FAIR LAWN, N.J. — Using innovative sustainable strategies, the thermal energy storage solutions of Calmac Manufacturing have proven to create big cost savings for school districts.
The company recently released its case study of St. Lucie County School District, which previously had one of the highest energy costs per square foot of school districts in the state of Florida. Realizing a need for change, the school district implemented Calmac thermal energy storage technology to reduce their heavy energy bills.
“Our products run the chillers of a building at night when they’re usually doing nothing,” said Mark MacCracken, Calmac CEO. “We store the energy in the form of ice. During the day, we melt the ice in order to cool the building. So, you’ve shifted a major electric load from the on-peak period to the off-peak period. We’re decoupling when you create cooling from when you’re using the cooling.”
By using the company’s IceBank thermal energy storage, the school district saw a reduction of $5 million in utility costs over the past seven years. Overall, the company has completed hundreds of installations in schools throughout Florida and the nation. In a time where maintaining fiscal sustainability is critical, energy savings made with the thermal energy storage technology can help relieve the pressures of budget cuts, MacCracken said.

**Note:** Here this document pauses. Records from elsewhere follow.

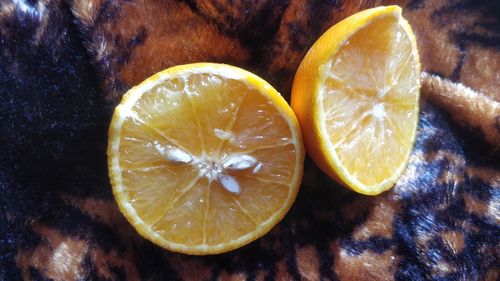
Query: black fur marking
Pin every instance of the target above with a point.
(152, 264)
(455, 75)
(126, 49)
(416, 4)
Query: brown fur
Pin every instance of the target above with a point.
(440, 221)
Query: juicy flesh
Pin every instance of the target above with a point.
(210, 118)
(370, 99)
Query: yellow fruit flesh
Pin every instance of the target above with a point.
(211, 117)
(368, 101)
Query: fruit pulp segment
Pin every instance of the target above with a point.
(370, 87)
(210, 118)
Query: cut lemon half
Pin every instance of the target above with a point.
(356, 95)
(204, 158)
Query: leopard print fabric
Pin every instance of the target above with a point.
(65, 65)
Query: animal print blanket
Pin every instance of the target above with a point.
(65, 64)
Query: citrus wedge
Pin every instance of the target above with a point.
(204, 158)
(356, 95)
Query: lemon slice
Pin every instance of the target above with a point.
(204, 158)
(356, 95)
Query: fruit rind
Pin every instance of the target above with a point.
(131, 97)
(306, 101)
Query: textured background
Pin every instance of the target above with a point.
(65, 65)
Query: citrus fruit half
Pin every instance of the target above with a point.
(356, 95)
(204, 158)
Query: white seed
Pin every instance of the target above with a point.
(257, 168)
(229, 183)
(177, 156)
(239, 162)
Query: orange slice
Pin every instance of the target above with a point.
(204, 158)
(356, 96)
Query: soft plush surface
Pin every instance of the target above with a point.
(65, 65)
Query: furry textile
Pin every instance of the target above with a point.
(65, 65)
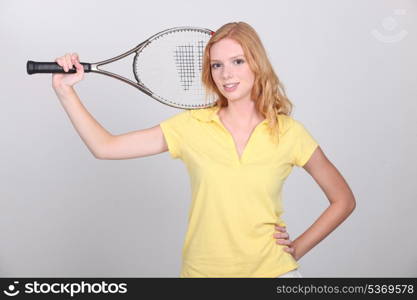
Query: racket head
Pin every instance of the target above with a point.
(169, 65)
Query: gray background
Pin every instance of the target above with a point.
(348, 66)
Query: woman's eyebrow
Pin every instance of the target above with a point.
(229, 58)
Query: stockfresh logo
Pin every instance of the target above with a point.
(11, 289)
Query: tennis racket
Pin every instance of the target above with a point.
(167, 67)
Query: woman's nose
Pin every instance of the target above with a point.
(226, 73)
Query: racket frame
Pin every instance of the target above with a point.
(95, 67)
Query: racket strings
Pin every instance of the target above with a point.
(185, 61)
(170, 66)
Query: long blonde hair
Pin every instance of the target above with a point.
(268, 92)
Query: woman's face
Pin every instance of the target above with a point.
(230, 70)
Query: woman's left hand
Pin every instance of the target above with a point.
(283, 238)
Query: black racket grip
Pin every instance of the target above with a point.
(33, 67)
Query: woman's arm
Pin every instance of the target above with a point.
(101, 143)
(340, 196)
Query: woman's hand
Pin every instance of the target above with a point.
(62, 81)
(283, 238)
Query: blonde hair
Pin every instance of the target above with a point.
(267, 92)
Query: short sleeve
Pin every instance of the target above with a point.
(172, 129)
(304, 144)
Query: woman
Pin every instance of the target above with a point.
(238, 154)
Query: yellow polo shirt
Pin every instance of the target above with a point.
(235, 202)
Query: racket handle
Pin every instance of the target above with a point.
(33, 67)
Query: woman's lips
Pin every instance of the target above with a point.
(230, 87)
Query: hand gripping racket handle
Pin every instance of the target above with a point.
(33, 67)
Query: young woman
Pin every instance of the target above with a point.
(238, 154)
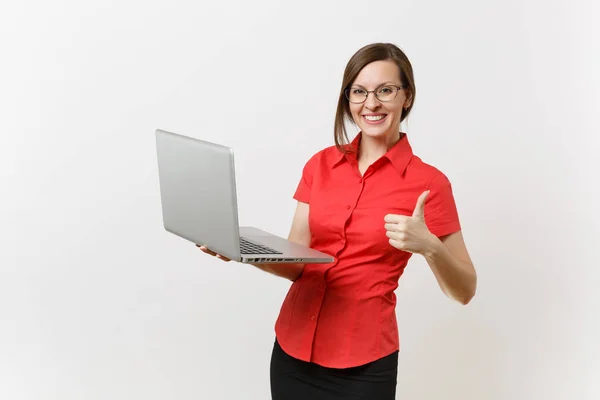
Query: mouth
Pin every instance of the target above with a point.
(374, 119)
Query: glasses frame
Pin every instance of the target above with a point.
(347, 93)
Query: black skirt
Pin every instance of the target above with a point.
(293, 379)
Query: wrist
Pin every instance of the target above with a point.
(432, 247)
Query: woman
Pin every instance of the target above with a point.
(372, 205)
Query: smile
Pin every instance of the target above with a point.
(374, 118)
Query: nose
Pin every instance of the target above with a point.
(371, 102)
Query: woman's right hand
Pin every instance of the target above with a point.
(212, 253)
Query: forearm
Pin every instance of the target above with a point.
(457, 278)
(291, 271)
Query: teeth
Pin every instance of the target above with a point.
(374, 117)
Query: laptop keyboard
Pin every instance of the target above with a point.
(247, 247)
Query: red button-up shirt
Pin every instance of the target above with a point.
(342, 314)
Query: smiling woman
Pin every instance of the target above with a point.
(371, 204)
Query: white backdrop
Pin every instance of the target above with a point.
(97, 301)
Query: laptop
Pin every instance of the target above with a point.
(199, 203)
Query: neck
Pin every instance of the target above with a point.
(371, 149)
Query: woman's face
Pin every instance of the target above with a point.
(377, 118)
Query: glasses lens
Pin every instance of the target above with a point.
(387, 93)
(356, 95)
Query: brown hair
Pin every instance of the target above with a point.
(366, 55)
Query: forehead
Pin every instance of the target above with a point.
(378, 72)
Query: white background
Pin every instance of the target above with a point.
(97, 301)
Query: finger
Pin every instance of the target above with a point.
(395, 218)
(396, 243)
(398, 227)
(206, 250)
(420, 207)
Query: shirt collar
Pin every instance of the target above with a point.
(399, 155)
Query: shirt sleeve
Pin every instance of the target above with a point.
(304, 186)
(441, 215)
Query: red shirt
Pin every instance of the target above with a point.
(342, 314)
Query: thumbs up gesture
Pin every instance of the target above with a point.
(409, 233)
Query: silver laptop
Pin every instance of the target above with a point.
(199, 203)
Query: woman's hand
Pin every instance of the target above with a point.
(212, 253)
(409, 233)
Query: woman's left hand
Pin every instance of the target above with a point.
(409, 233)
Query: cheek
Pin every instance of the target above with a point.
(355, 111)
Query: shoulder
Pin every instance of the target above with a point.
(429, 174)
(324, 157)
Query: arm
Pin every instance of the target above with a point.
(299, 233)
(447, 256)
(451, 264)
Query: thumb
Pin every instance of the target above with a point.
(420, 207)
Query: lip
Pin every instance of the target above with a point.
(373, 115)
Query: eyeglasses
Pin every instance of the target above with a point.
(383, 93)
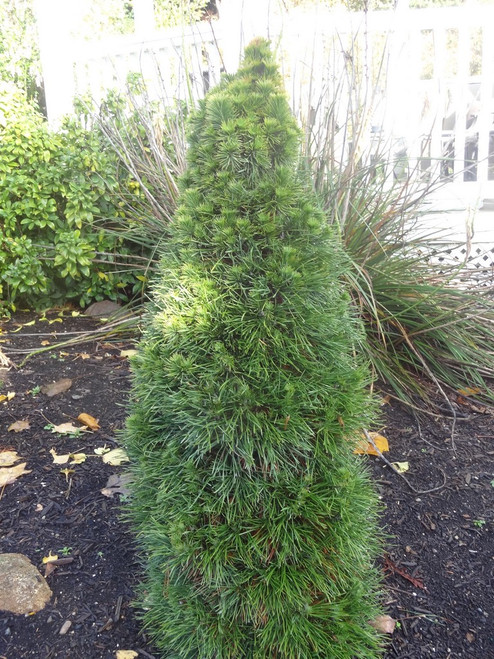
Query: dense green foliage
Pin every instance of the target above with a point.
(55, 191)
(19, 52)
(256, 520)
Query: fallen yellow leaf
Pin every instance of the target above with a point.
(401, 467)
(9, 475)
(102, 450)
(67, 473)
(19, 426)
(128, 353)
(115, 457)
(67, 429)
(365, 447)
(75, 458)
(89, 421)
(384, 624)
(8, 458)
(59, 459)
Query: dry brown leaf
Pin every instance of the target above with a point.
(89, 421)
(9, 475)
(366, 447)
(115, 457)
(117, 484)
(384, 624)
(8, 458)
(58, 387)
(469, 391)
(19, 426)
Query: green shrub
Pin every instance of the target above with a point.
(256, 521)
(57, 194)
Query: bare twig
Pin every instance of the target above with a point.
(393, 468)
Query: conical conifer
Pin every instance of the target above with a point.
(256, 522)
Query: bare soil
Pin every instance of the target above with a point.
(439, 562)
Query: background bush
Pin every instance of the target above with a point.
(57, 202)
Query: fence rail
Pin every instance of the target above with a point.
(428, 75)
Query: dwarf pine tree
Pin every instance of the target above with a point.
(256, 522)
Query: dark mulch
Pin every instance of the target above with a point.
(439, 564)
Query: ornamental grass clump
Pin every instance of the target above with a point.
(257, 523)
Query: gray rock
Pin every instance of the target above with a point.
(102, 309)
(22, 588)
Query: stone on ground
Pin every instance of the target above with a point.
(22, 588)
(102, 309)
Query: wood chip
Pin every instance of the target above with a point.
(65, 627)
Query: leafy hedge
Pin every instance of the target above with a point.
(57, 195)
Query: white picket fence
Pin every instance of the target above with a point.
(425, 81)
(434, 95)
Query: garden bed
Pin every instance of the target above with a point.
(439, 564)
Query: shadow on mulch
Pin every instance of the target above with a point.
(439, 564)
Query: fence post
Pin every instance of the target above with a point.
(54, 23)
(143, 17)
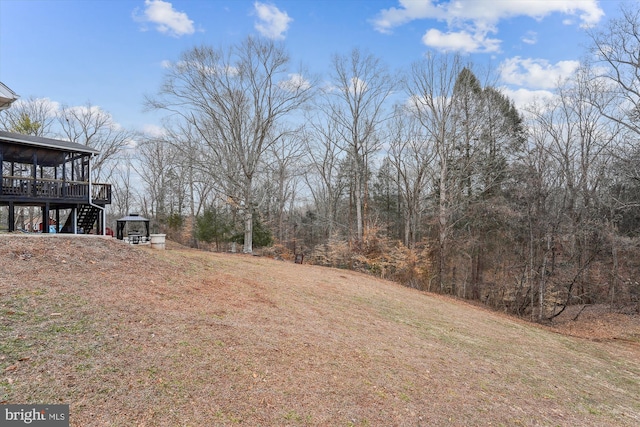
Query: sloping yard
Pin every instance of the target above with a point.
(133, 337)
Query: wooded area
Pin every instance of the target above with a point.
(433, 178)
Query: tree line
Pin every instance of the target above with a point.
(431, 176)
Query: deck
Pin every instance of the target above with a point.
(40, 190)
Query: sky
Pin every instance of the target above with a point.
(111, 53)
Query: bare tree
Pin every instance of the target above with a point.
(615, 49)
(234, 98)
(92, 126)
(323, 175)
(411, 153)
(430, 86)
(34, 116)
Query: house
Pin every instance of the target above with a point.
(56, 177)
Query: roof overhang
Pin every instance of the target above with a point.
(50, 152)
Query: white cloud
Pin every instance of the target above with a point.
(154, 131)
(525, 97)
(273, 22)
(460, 41)
(535, 73)
(166, 18)
(45, 105)
(470, 21)
(296, 82)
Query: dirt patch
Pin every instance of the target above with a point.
(130, 336)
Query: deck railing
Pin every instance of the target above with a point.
(44, 188)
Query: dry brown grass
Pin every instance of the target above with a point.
(128, 336)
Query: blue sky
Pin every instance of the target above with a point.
(111, 52)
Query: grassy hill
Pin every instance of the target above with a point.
(128, 336)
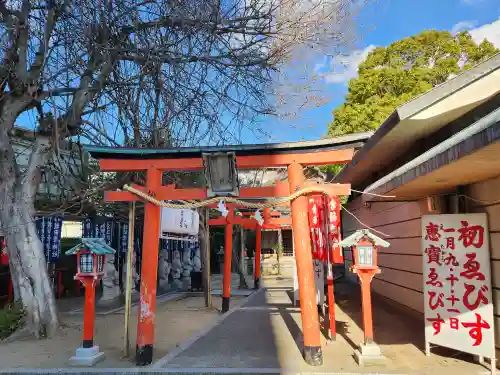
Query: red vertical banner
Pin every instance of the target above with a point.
(318, 220)
(334, 234)
(315, 220)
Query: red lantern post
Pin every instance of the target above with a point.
(90, 255)
(364, 245)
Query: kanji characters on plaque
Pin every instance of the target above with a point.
(457, 283)
(321, 225)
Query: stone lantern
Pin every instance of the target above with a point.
(90, 256)
(364, 246)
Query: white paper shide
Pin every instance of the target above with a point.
(457, 283)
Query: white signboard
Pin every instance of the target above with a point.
(457, 283)
(180, 221)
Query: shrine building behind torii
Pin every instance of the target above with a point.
(224, 161)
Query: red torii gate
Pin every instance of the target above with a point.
(248, 223)
(293, 156)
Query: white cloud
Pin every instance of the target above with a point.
(344, 67)
(490, 31)
(462, 25)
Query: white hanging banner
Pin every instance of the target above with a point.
(457, 283)
(180, 221)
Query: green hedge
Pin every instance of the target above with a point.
(11, 318)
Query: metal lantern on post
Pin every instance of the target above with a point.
(91, 255)
(364, 246)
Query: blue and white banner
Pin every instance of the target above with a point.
(49, 231)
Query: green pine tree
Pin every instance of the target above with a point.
(391, 76)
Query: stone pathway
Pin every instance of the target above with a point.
(264, 336)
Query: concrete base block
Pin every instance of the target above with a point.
(368, 354)
(86, 356)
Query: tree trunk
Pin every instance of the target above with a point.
(27, 264)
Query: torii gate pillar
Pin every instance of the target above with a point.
(303, 257)
(149, 273)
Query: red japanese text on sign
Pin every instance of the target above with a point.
(324, 224)
(457, 284)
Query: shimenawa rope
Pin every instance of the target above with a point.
(272, 202)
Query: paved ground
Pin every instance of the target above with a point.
(265, 335)
(178, 317)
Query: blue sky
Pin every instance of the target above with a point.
(387, 21)
(378, 24)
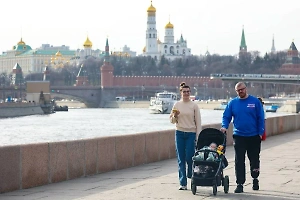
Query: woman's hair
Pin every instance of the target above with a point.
(183, 85)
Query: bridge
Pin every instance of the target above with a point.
(260, 78)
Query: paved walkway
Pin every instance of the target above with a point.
(280, 179)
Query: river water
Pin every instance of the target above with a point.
(90, 123)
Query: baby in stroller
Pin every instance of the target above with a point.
(209, 161)
(211, 155)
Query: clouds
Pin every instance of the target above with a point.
(216, 25)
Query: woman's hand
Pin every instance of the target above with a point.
(175, 112)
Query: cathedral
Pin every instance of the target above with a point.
(36, 60)
(168, 48)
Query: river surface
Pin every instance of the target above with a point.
(90, 123)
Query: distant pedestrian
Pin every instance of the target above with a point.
(186, 115)
(248, 128)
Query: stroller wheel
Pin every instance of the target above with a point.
(215, 189)
(226, 184)
(194, 188)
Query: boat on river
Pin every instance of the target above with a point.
(222, 106)
(163, 102)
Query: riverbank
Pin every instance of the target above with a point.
(71, 104)
(19, 109)
(145, 104)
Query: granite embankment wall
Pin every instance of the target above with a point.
(25, 166)
(19, 109)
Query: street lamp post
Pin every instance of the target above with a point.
(159, 72)
(205, 86)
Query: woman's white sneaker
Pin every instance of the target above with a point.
(182, 187)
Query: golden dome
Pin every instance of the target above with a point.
(88, 43)
(151, 10)
(58, 54)
(169, 25)
(21, 42)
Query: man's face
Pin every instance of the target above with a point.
(241, 91)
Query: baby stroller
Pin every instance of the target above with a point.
(210, 172)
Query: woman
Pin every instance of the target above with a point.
(186, 115)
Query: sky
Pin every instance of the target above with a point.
(213, 25)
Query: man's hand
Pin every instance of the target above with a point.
(223, 130)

“There is a large savings in energy cost, which the administration sees, and they can then use these savings to hire another teacher or something of that nature,” he said. “It may improve the quality of education because you have a better student-teacher ratio.”
Many of the earlier myths surrounding thermal energy storage have now been dispelled, and commercial buildings are realizing the major cost savings in using off-peak energy.
“Thermal storage is not difficult, we’ve taken the complexity out of it. It’s a proven and reliable product that saves owners money and energy,” MacCracken said.
MacCracken likened the utilization of thermal energy storage in commercial buildings to throwing a barbecue at one’s home.
“If you’ve ever thrown a barbecue at your house and you have 20 people coming over, you would never think it’s a good idea to start making the ice cubes for the party when people start walking through the door,” he said. “Your refrigerator could never keep up with it.”
Though it is standard practice to instantly cool a building during on-peak periods, it is simply illogical to do so, MacCracken said. Using energy collected during off-peak periods is far cheaper for owners, he said.
“To air condition that same person at the barbecue in a commercial building, for each person you need the equivalent cooling of somewhere between 150 and 300 pounds of ice. And yet, in most buildings they start making the cooling instantaneously when people get there,” MacCracken said.
Additionally, the practice of thermal energy storage is much more environmentally friendly. Buildings must lessen their dependence on carbon-based fuels and opt for renewable energy to become better stewards to the environment, MacCracken said.
“Renewables are very important as we move forward to try to lessen our impact on the environment,” he said.